Although tf.keras and Pytorch make it easier to build a deep learning model, you still need to make various decisions, such as learning rate, regularization, and batch size. Among all, learning rate is the first hyper-parameter you need to properly determine as a careless choice may ruin your model. Some interesting techniques may release your burden in choosing the proper learning rate:

Learning Rate Range Test
Cyclical Learning Rate Policy
1-Cycle Policy and Super-Convergence

If you want to be safe, adopting Adam optimizer with learning rate 3e-4 is the first thing to try, just like Andrej Karpathy.

But what if it doesn’t work? You may then try to slightly tune the learning rate around 3e-4 and pray for it. Luckily, you can be more scientific using the Learning Rate Range Test by L. Smith.

Learning Rate Range Test

The idea is very simple:

Select a validation set
Monitor the validation loss and tune the learning rate starting from a very small value
For each iteration, increase the learning rate
Plot the validation loss and see when the training starts diverging

The typical LR range test diagram looks like this:

LR range test for resnet56. (**source**)

Since you start training from a very small learning rate, the loss plot should initially be flat. The learning rate would soon be reasonably large as you increase the value for each iteration. The loss keeps decreasing is a signal for reasonable learning rate. The learning rate would finally reach a region where it is too large that the training diverges.

So, we can now determine the reasonable range for the learning rate. The next question is: what exact value should we choose?

The good news is you don’t need to make a decision. If you cannot choose one, choose them all.

Cyclical Learning Rate (CLR) policy

You can simply just adopt a range of learning rate rather than an exact value. The procedures are:

Run the LR range test to determine the maximum and minimum bound of learning rate

2. Vary the learning rate between these bounds

There is only one hyper-parameter not yet determined: stepsize. stepsize is the number of iterations in half a cycle. A simple rule of thumb is setting stepsize = 2–10 times the number of iterations in an epoch.

But why it works? An intuitive explanation is that cyclically increasing the learning rate enable the optimizer to escape from saddle points. As the gradients in saddle points are small, simply fixing the learning rate in a small value would slower the training process.

Another explanation is that periodically increasing the learning rate allows the network to generalize better. Since we want the network generalize to the unseen data, we would prefer a flat minimum, which is more robust to shift between training and testing distribution, over a sharp minimum.

The black line is the training distribution and the red line is the testing distribution. The y-axis is the loss. (source)

As we can see in the above diagram, if the optimizer stays in the sharp minima, a small shift of testing distribution can lead to a huge drop of accuracy.
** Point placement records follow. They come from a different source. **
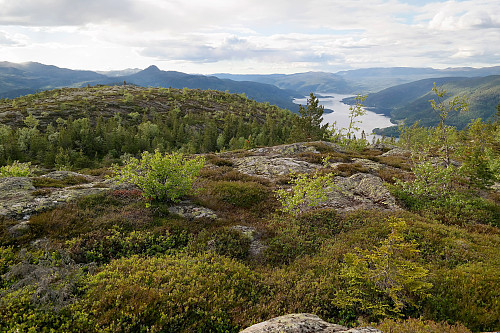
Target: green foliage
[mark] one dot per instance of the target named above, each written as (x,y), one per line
(443,109)
(103,126)
(306,192)
(451,208)
(16,169)
(308,124)
(468,294)
(384,280)
(346,136)
(204,293)
(161,177)
(225,242)
(431,181)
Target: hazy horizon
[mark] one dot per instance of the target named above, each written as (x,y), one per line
(250,37)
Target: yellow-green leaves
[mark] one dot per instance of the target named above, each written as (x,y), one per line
(16,169)
(383,280)
(161,177)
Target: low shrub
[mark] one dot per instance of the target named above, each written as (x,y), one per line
(453,209)
(468,294)
(59,183)
(225,242)
(161,177)
(412,325)
(238,193)
(16,169)
(181,293)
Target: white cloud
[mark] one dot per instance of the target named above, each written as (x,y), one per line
(252,35)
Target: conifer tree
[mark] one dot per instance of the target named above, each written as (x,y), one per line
(308,124)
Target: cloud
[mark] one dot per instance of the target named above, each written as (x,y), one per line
(63,12)
(280,34)
(7,40)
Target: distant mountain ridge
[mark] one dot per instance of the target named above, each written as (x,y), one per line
(21,79)
(392,89)
(410,102)
(359,81)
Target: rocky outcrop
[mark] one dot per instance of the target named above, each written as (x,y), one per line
(270,167)
(296,148)
(256,246)
(20,199)
(360,191)
(303,323)
(191,212)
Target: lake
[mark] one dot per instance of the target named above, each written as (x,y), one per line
(340,114)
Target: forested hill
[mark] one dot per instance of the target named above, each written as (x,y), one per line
(22,79)
(410,101)
(80,126)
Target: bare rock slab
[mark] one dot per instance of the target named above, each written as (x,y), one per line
(303,323)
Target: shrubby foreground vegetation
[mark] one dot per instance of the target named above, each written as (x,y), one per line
(120,262)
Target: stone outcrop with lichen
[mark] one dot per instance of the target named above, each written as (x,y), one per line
(303,323)
(20,199)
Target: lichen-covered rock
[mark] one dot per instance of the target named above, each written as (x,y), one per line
(19,200)
(16,193)
(397,152)
(192,212)
(296,148)
(256,246)
(368,164)
(360,191)
(302,323)
(62,175)
(271,167)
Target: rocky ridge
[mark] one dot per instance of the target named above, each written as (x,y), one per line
(303,323)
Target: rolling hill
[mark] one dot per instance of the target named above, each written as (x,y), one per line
(27,78)
(410,101)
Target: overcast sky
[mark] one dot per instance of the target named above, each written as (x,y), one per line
(250,36)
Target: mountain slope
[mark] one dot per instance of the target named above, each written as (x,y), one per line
(410,102)
(28,78)
(261,92)
(302,82)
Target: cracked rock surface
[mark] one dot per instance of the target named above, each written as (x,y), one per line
(303,323)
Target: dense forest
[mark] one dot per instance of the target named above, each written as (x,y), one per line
(82,127)
(204,211)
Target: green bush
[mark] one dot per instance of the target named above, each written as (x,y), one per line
(16,169)
(468,294)
(454,208)
(307,191)
(382,281)
(205,293)
(161,177)
(225,242)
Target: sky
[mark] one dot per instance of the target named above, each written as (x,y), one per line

Optimizers adopting CLR policy can “jump out” of the sharp minima as the learning rate occasionally becomes large, which allows the optimizers to take large enough step to escape from it.

The idea of “large learning rate enables the network to generalize better” is further developed by Smith (again…) and he proposes a even more radical technique called 1-cycle policy and a phenomenon called “super-convergence”.

1-cycle Policy and Super-Convergence

Super-convergence is just a fancy name created by Smith to describe the training converges very rapidly. Particularly, the optimizer can achieve comparable performance with significantly less iterations than normal using 1-cycle policy.

1-cycle policy is very similar to CLR policy. The only difference is that it only involves one cycle.

Run LR test to determine the maximum bound, set minimum bound as 1/10 of the maximum bound
Set the stepsize of one cycle that is smaller than the total number of iterations used by other policies.
Allow the learning rate to decrease several orders of magnitude less than the minimum bound for the remaining iterations

The learning rate over the 1-cycle policy. After finishing one cycle, allow the learning rate to continually decrease for several orders of magnitude.

The philosophy of CLR policy is still applicable to 1-cycle policy. Large learning rate enforces the optimizer to search for a flat minimum. After reaching the plateau, the optimizer needs to settle into the local minimum so the learning rate should be small.

Conclusion

Beside blindly apply 3e-4 with adam optimizer, a more scientific methodology is possible. Combining LR range test with CLR policy or 1-cycle policy releases our burden on choosing the proper learning rate.

Another insight from Smith is that large learning rate is in itself a kind of regularization. Since large learning rate introduces larger gradient noise, it leads to better generalization. This insight raises a further question on how to balance different kinds of regularization method (batch size, momentum, weight decay), which is the topic of the next post.

Reference

[1]: Keskar, Nitish Shirish, et al. “On large-batch training for deep learning: Generalization gap and sharp minima.” arXiv preprint arXiv:1609.04836 (2016).

[2]: Smith, Leslie N. “Cyclical learning rates for training neural networks.” 2017 IEEE Winter Conference on Applications of Computer Vision (WACV). IEEE, 2017.

[3]: Smith, Leslie N., and Nicholay Topin. “Super-convergence: Very fast training of neural networks using large learning rates.” arXiv preprint arXiv:1708.07120 (2017).

[4]: Smith, Leslie N. “A disciplined approach to neural network hyper-parameters: Part 1 — learning rate, batch size, momentum, and weight decay.” arXiv preprint arXiv:1803.09820 (2018).